Monodomain magnetic nanoparticles act in many ways like giant spins. They differ from bulk magnets because they can move, and they differ from atomic magnetic moments because they can be imaged and tracked individually. These particles are an excellent model system for investigations of phase transitions on the nanoscale, and in addition they are relevant to magnetic recording media and applications in biomedicine. Following a brief introduction to the physics of magnetic nanoparticles, examples from each of these areas will be described.

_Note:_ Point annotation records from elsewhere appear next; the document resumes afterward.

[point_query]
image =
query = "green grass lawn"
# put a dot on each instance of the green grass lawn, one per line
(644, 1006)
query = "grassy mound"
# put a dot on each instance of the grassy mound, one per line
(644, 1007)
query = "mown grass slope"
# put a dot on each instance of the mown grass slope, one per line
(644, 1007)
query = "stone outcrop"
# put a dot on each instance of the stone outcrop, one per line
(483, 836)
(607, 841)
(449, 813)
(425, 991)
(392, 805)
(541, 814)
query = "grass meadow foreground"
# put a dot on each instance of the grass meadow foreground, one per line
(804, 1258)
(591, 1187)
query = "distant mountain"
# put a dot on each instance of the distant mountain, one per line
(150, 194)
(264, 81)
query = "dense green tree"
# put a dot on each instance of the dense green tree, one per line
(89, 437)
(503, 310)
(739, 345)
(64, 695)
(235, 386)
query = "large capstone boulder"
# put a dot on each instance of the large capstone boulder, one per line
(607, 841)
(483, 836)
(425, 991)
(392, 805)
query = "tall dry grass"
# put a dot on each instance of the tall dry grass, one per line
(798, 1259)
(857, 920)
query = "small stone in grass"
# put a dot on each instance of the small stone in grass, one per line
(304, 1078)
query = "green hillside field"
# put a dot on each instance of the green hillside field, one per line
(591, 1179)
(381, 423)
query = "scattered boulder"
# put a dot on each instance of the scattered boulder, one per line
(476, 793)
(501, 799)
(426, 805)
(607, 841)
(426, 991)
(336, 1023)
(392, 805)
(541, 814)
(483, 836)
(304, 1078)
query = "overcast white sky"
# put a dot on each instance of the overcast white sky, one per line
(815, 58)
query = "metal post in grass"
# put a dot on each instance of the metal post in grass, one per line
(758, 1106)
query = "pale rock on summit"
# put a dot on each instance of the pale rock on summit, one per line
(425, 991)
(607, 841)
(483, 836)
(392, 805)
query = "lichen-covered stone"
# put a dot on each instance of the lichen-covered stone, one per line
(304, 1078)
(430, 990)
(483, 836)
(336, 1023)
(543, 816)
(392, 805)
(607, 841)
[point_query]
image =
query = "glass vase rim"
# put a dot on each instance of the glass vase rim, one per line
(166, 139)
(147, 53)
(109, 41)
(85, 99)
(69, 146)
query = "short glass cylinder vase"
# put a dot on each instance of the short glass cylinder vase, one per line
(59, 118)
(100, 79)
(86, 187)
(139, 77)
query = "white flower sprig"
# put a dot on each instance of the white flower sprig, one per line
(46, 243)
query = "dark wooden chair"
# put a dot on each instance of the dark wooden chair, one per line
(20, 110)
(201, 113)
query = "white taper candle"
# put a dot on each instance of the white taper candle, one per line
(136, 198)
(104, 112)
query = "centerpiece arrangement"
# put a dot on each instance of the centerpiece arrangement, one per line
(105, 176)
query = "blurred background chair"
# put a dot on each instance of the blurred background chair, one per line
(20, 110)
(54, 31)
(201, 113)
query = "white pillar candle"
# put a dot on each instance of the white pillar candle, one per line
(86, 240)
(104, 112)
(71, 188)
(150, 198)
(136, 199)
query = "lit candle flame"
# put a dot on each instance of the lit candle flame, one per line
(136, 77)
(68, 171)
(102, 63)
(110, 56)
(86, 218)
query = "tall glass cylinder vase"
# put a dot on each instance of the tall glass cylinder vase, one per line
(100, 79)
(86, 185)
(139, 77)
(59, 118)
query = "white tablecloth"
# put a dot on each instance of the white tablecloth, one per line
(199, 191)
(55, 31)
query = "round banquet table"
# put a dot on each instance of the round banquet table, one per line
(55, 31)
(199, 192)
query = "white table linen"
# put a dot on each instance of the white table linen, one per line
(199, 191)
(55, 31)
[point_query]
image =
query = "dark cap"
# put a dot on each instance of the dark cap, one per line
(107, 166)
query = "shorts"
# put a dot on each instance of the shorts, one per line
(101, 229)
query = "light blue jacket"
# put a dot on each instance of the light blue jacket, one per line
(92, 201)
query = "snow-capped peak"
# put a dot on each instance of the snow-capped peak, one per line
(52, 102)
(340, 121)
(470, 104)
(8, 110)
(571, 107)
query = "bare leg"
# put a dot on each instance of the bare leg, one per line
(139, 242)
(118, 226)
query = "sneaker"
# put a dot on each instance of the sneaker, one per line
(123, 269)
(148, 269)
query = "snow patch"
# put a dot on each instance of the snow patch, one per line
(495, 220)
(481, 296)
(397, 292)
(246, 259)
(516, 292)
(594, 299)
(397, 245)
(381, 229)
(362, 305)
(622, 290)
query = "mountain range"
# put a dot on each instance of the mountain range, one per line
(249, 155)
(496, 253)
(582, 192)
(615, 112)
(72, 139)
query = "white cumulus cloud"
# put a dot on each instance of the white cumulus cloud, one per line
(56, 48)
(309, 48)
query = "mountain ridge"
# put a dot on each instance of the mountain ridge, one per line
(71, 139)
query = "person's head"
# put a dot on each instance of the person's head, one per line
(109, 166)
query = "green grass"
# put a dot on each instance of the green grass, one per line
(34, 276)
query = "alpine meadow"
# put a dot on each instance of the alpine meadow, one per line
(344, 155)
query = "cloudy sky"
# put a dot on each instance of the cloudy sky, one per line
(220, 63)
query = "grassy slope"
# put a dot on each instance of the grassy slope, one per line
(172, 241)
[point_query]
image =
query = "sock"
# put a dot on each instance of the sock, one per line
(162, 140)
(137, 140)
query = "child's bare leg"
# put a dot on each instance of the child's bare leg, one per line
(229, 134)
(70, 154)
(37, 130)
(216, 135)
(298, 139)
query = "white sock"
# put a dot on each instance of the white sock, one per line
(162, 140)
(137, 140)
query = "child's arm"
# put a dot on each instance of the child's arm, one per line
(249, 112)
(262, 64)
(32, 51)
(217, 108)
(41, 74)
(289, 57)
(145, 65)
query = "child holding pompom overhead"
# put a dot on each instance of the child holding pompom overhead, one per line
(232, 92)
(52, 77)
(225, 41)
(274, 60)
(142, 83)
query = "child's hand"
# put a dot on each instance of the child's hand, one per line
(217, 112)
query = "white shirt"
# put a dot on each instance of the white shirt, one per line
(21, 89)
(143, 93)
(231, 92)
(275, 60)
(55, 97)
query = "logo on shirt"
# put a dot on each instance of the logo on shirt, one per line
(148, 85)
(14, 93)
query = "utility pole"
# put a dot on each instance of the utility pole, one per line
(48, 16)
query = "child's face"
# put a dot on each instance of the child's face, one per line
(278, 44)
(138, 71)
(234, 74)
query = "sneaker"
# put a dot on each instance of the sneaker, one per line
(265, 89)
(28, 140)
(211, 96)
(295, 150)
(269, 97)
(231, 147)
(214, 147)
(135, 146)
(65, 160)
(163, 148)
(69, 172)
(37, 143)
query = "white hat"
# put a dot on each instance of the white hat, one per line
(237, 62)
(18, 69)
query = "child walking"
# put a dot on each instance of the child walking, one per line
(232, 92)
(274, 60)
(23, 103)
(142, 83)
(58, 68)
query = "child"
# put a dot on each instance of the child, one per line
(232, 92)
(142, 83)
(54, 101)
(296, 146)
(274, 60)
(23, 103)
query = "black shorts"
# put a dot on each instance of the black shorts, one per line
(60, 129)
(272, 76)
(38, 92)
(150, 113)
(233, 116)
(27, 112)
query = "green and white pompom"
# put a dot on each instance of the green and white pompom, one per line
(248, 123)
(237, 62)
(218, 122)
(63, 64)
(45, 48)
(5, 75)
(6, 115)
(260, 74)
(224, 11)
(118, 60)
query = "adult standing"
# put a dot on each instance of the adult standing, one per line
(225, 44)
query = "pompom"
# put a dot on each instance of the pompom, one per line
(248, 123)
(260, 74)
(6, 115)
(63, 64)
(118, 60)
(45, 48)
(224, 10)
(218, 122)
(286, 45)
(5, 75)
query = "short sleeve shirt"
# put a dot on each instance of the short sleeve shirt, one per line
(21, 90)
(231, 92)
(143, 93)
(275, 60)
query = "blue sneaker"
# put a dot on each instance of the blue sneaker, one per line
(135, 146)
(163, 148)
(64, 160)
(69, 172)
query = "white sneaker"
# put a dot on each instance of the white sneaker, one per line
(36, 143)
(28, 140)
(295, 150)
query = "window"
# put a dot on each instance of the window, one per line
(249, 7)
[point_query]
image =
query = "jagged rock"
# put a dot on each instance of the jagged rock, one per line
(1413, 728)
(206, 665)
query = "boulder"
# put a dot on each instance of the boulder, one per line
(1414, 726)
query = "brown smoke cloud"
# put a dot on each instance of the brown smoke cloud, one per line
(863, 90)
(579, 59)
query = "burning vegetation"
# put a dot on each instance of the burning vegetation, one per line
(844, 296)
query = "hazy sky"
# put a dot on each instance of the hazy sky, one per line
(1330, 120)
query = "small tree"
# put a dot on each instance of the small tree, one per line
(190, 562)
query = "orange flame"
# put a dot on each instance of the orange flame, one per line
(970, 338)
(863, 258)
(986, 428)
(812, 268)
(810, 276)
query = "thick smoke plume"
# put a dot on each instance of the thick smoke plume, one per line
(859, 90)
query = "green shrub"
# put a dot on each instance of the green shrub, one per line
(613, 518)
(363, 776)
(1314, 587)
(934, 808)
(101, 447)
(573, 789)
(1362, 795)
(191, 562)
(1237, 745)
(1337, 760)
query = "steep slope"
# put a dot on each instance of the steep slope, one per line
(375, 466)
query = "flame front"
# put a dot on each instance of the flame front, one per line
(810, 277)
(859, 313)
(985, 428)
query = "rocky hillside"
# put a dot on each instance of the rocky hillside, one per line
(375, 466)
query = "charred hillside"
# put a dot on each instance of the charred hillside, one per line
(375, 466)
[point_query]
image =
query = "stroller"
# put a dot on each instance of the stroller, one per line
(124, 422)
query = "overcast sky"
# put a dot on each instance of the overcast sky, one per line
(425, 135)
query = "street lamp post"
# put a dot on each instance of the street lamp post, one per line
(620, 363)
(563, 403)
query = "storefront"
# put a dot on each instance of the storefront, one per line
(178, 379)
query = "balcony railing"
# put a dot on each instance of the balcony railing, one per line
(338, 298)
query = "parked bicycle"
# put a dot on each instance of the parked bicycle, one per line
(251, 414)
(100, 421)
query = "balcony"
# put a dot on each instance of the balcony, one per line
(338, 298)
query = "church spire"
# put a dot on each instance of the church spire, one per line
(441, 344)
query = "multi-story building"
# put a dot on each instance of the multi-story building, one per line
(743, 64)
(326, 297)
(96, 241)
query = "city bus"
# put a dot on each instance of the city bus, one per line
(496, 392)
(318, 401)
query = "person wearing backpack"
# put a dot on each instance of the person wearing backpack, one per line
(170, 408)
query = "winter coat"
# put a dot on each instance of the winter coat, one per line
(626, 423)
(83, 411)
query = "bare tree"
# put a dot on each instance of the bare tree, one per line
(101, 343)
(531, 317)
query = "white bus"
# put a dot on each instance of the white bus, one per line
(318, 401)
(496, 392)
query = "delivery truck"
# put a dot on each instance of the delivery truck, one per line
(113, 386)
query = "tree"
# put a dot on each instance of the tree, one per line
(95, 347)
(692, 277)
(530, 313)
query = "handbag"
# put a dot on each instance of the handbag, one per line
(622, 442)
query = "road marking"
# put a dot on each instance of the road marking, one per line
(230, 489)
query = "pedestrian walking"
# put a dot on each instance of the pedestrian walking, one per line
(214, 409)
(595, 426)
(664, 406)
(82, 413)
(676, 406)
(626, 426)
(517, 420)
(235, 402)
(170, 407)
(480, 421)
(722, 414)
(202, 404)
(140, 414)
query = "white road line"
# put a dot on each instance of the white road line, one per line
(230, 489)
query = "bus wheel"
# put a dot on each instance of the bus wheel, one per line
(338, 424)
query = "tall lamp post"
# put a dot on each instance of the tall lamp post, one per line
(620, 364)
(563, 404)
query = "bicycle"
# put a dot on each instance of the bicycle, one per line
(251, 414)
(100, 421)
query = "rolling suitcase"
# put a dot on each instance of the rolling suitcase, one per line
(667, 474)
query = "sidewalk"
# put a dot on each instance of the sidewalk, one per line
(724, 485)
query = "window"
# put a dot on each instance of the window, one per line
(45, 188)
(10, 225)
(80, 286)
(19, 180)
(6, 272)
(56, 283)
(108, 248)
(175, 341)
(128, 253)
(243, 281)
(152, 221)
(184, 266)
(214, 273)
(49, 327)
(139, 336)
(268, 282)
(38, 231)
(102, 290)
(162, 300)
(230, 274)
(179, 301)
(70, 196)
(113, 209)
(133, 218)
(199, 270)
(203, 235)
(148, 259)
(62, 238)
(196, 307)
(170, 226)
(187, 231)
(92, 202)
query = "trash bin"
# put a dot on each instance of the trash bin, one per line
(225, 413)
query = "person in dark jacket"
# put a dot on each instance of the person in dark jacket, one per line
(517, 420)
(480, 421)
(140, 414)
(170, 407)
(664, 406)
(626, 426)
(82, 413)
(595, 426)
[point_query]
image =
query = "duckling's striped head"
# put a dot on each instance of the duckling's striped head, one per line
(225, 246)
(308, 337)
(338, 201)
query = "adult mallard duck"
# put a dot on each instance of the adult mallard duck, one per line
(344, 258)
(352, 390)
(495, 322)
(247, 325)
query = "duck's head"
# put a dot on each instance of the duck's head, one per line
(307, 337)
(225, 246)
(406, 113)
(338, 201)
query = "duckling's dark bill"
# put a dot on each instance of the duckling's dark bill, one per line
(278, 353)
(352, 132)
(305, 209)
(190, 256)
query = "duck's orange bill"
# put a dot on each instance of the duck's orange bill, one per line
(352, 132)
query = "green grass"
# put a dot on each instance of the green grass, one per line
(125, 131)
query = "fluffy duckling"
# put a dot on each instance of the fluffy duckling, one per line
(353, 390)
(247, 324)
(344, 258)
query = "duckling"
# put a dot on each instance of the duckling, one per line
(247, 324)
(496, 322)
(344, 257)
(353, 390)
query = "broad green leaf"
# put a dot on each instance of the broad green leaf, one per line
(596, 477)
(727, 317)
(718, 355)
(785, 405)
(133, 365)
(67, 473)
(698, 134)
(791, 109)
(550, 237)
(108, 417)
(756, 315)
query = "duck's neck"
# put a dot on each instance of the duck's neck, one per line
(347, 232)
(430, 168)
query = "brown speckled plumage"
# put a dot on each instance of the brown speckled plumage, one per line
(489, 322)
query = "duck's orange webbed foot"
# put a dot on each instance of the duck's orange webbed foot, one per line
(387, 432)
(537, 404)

For nanoscale magnetic imaging, monodisperse, surfactant-coated nanoparticles are first self-assembled into ordered monolayer arrays using Langmuir layer techniques. While the behavior of non-interacting particles has been understood for many years, the nature of collective behavior in nanoparticle assemblies has been controversial. Here we use Lorentz micrscopy to show that structural disorder disrupts the domains and leads to spin glass-like dynamics. We demonstrate with electron holography the existence of dipolar ferromagnetism, with long-range magnetic order that is stable over time, almost up to the bulk Curie temperature.
Similar nanoparticle arrays are also used as nanomasks for thin films, to make patterned data storage media. Self-assembly can create regular arrays with features smaller than those achievable by lithographic methods. However, the particles in the arrays are not crystallographically oriented, and it is a tremendous challenge to create regular multiphase nanostructures by chemical methods. Here we combine the advantages of thin film growth techniques and self-assembled nanoparticle arrays to prepare and pattern oriented multilayer thin films. High resolution scanning electron microscopy is used to image the samples at different processing stages, and to demonstrate pattern transfer from the arrays into the underlying film.
Magnetic field gradients can guide the motion of single nanoparticles, but imaging them in biocompatible media is a challenge because they are smaller than a wavelength of light. Here we describe how magnetic particles are coated with gold, so that scattering at their plasmon resonance can be used to track their positions using dark field optical microscopy. We demonstrate magnetically-controlled motion within living cells.